Visually, they appear as bands or "ghosts" near edges; audibly, they appear as "echos" near transients, particularly sounds from percussion instruments; most noticeable are the pre-echos.
The term "ringing" is because the output signal oscillates at a fading rate around a sharp transition in the input, similar to a bell after being struck.
In terms of the time domain, the cause of this type of ringing is the ripples in the sinc function,[1] which is the impulse response (time domain representation) of a perfect low-pass filter.
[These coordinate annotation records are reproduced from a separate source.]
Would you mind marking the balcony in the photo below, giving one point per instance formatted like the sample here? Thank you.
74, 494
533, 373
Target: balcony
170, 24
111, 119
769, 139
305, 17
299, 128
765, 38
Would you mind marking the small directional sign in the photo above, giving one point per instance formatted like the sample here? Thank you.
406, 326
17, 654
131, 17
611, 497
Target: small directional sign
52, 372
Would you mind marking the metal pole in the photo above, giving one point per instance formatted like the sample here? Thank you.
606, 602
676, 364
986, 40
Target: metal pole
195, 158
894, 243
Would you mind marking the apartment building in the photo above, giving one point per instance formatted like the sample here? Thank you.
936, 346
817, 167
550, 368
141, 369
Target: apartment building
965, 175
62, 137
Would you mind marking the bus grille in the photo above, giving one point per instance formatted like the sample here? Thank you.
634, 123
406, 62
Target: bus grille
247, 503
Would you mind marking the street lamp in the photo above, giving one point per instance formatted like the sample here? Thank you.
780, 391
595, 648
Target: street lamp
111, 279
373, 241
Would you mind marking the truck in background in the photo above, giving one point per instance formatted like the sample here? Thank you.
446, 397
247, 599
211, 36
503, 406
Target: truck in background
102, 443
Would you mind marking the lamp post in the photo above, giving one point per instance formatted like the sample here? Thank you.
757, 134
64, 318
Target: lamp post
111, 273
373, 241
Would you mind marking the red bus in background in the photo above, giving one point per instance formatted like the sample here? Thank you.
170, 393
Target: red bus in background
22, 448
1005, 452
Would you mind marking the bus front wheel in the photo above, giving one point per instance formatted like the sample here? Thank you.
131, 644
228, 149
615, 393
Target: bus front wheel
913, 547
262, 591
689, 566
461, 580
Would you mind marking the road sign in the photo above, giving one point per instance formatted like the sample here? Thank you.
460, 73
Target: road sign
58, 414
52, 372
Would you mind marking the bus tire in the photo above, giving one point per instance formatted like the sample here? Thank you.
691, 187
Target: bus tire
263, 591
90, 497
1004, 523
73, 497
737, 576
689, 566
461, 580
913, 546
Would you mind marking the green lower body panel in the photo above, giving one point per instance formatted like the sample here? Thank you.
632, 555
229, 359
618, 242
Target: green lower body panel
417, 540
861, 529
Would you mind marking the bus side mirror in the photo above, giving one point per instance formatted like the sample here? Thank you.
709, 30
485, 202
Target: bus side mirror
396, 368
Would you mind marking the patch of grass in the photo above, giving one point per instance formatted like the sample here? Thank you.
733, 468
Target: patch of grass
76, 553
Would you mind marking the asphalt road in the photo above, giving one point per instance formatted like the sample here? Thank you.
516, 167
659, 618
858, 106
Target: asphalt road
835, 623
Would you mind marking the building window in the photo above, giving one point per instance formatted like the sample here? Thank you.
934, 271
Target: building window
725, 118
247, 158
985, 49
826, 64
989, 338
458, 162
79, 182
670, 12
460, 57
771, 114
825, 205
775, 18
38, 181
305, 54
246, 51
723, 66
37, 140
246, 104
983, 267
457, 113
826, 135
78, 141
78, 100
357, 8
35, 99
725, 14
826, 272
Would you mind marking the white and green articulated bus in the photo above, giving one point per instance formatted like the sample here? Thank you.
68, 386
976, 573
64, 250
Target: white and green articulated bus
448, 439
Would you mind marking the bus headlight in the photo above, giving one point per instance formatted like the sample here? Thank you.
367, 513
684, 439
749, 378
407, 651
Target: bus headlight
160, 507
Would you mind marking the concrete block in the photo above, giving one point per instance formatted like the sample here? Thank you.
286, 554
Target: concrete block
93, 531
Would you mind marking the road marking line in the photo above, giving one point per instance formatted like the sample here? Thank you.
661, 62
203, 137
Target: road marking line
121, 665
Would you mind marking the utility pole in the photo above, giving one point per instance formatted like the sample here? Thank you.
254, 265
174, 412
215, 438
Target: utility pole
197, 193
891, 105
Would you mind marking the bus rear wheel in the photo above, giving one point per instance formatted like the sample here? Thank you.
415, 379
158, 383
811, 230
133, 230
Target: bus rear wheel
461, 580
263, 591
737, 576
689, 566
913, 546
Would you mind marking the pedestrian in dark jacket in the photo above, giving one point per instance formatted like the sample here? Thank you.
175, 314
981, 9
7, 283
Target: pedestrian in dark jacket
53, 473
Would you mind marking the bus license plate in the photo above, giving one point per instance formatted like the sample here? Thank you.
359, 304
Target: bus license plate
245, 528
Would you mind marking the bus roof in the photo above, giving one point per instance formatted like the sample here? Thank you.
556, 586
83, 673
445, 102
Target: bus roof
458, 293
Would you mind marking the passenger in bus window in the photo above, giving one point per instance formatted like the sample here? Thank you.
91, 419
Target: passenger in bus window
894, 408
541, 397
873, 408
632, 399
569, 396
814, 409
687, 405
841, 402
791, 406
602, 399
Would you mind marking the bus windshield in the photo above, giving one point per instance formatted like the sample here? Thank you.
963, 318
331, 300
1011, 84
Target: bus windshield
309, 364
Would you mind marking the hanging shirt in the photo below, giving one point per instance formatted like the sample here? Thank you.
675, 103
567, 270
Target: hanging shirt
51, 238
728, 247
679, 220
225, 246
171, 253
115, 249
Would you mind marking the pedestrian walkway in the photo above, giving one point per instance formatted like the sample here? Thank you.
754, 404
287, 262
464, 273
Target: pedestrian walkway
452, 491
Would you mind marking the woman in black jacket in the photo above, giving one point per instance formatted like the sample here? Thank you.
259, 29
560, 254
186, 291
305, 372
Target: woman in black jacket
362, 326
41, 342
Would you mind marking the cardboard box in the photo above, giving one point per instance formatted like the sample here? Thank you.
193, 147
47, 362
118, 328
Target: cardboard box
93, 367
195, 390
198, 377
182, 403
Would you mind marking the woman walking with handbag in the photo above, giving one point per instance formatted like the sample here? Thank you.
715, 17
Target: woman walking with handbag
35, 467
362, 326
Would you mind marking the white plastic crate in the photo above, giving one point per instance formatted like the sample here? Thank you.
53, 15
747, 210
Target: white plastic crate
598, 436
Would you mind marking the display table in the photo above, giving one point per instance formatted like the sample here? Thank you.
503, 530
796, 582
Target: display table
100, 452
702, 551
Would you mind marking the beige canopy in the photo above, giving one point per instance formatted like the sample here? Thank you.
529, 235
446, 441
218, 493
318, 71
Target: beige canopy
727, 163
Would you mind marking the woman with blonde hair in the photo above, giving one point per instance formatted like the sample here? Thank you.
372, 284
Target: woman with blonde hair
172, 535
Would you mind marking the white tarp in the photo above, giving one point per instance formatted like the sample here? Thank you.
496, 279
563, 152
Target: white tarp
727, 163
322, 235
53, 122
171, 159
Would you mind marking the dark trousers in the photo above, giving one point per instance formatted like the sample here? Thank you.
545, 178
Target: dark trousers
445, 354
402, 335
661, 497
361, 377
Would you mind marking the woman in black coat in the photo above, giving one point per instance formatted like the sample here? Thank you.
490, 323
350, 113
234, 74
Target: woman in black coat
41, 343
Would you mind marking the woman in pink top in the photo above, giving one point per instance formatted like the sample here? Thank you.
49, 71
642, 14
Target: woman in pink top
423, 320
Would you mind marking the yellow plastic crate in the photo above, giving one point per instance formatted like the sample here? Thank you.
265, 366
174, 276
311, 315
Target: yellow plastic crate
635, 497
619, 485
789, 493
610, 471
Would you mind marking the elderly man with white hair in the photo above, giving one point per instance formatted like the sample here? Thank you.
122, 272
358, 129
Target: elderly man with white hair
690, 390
One may distinguish overshoot (and undershoot), which occurs when transitions are accentuated – the output is higher than the input – from ringing, where after an overshoot, the signal overcorrects and is now below the target value; these phenomena often occur together, and are thus often conflated and jointly referred to as "ringing".
This occurs most severely when the impulse response or step response of a filter has oscillations – less formally, if for a spike input, respectively a step input (a sharp transition), the output has bumps.
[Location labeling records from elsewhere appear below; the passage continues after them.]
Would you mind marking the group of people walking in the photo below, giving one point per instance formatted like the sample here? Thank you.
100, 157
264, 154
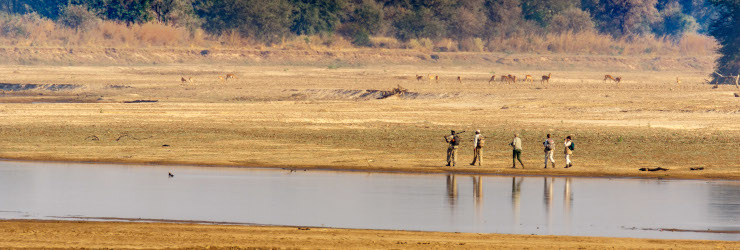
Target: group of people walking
516, 144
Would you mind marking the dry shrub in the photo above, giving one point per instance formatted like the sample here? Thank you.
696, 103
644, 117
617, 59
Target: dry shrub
385, 42
155, 34
445, 45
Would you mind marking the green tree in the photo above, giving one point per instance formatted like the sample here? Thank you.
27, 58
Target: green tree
673, 22
315, 16
78, 17
45, 8
129, 11
503, 18
542, 11
571, 20
266, 21
726, 29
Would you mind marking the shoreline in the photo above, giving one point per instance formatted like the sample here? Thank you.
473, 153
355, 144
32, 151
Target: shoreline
94, 234
492, 171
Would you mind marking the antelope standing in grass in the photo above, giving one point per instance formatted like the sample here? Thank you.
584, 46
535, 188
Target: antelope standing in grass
528, 78
546, 78
609, 77
506, 79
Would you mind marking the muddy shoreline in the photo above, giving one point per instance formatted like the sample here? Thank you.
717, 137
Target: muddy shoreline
493, 171
87, 234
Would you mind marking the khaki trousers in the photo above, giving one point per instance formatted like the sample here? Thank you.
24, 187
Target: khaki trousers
549, 157
451, 155
477, 157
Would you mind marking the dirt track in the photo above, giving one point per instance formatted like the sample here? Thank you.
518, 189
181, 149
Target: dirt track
60, 234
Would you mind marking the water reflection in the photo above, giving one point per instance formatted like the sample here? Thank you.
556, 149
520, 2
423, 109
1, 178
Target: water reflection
452, 189
536, 205
567, 197
516, 189
478, 194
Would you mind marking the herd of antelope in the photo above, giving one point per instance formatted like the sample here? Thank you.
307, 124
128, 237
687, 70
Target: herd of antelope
527, 78
504, 78
220, 78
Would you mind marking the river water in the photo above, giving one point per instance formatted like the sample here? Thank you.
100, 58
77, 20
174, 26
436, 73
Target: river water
617, 207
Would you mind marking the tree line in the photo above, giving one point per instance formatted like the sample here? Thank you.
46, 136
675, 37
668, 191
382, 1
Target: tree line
271, 21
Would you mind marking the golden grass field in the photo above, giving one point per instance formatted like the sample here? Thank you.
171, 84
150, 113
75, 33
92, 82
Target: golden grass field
119, 235
316, 117
327, 116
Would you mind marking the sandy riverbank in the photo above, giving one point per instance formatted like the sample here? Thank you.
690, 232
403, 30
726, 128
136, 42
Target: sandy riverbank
69, 234
330, 118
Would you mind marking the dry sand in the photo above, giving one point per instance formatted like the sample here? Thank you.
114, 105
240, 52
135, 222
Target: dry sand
328, 117
118, 235
320, 117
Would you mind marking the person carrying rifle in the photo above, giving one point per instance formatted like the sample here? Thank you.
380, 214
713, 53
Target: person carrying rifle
516, 146
454, 142
478, 142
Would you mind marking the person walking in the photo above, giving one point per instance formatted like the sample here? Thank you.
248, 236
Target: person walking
549, 152
516, 145
569, 147
454, 141
477, 146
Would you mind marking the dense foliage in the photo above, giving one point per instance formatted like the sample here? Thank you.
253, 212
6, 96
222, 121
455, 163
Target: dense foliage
726, 29
270, 21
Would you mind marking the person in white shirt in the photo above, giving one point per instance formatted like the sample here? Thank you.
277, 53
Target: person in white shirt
568, 152
477, 146
516, 145
549, 152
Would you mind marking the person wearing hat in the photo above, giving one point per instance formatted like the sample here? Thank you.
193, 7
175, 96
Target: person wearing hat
569, 147
477, 146
516, 145
454, 141
549, 152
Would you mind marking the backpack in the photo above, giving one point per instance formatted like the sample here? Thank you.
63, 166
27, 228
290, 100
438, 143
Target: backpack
548, 146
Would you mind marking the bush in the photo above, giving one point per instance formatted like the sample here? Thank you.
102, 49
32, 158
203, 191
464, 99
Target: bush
571, 20
78, 17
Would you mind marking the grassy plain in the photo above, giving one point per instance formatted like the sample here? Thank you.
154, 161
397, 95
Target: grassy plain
326, 114
118, 235
325, 117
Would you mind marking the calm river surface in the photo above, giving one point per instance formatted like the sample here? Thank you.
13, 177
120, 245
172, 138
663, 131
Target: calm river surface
430, 202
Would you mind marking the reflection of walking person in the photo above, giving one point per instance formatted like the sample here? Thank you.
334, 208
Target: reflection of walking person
569, 147
516, 145
549, 145
477, 146
454, 141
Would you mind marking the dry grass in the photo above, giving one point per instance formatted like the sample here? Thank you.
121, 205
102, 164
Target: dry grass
311, 115
68, 234
32, 30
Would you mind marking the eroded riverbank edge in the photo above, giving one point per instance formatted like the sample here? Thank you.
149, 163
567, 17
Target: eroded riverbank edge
91, 234
405, 169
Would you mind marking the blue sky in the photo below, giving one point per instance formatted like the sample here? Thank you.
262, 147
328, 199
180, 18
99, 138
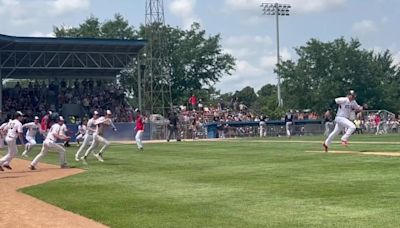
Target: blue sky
247, 34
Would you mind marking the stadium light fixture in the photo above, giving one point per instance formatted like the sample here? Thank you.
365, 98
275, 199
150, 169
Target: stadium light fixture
276, 9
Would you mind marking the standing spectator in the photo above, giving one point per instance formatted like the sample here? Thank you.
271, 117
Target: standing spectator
263, 126
193, 101
377, 123
200, 106
173, 127
221, 128
44, 123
Ringing is closely related to overshoot and undershoot, which is when the output takes on values higher than the maximum (respectively, lower than the minimum) input value: one can have one without the other, but in important cases, such as a low-pass filter, one first has overshoot, then the response bounces back below the steady-state level, causing the first ring, and then oscillates back and forth above and below the steady-state level.
If one has a linear time invariant (LTI) filter, then one can understand the filter and ringing in terms of the impulse response (the time domain view), or in terms of its Fourier transform, the frequency response (the frequency domain view).
These ringing artifacts are not results of imperfect implementation or windowing: the ideal low-pass filter, while possessing the desired frequency response, necessarily causes ringing artifacts in the time domain.
Thus the basic solution from the time domain perspective is to use filters with nonnegative impulse response.
On the other hand, if the cause is a band-limited signal, as in JPEG, one cannot simply replace a filter, and ringing artifacts may prove hard to fix – they are present in JPEG 2000 and many audio compression codecs (in the form of pre-echo), as discussed in the examples.
In the time domain, the cause is an impulse response that oscillates, assuming negative values.
This can be resolved by using a filter whose impulse response is non-negative and does not oscillate, but shares desired traits.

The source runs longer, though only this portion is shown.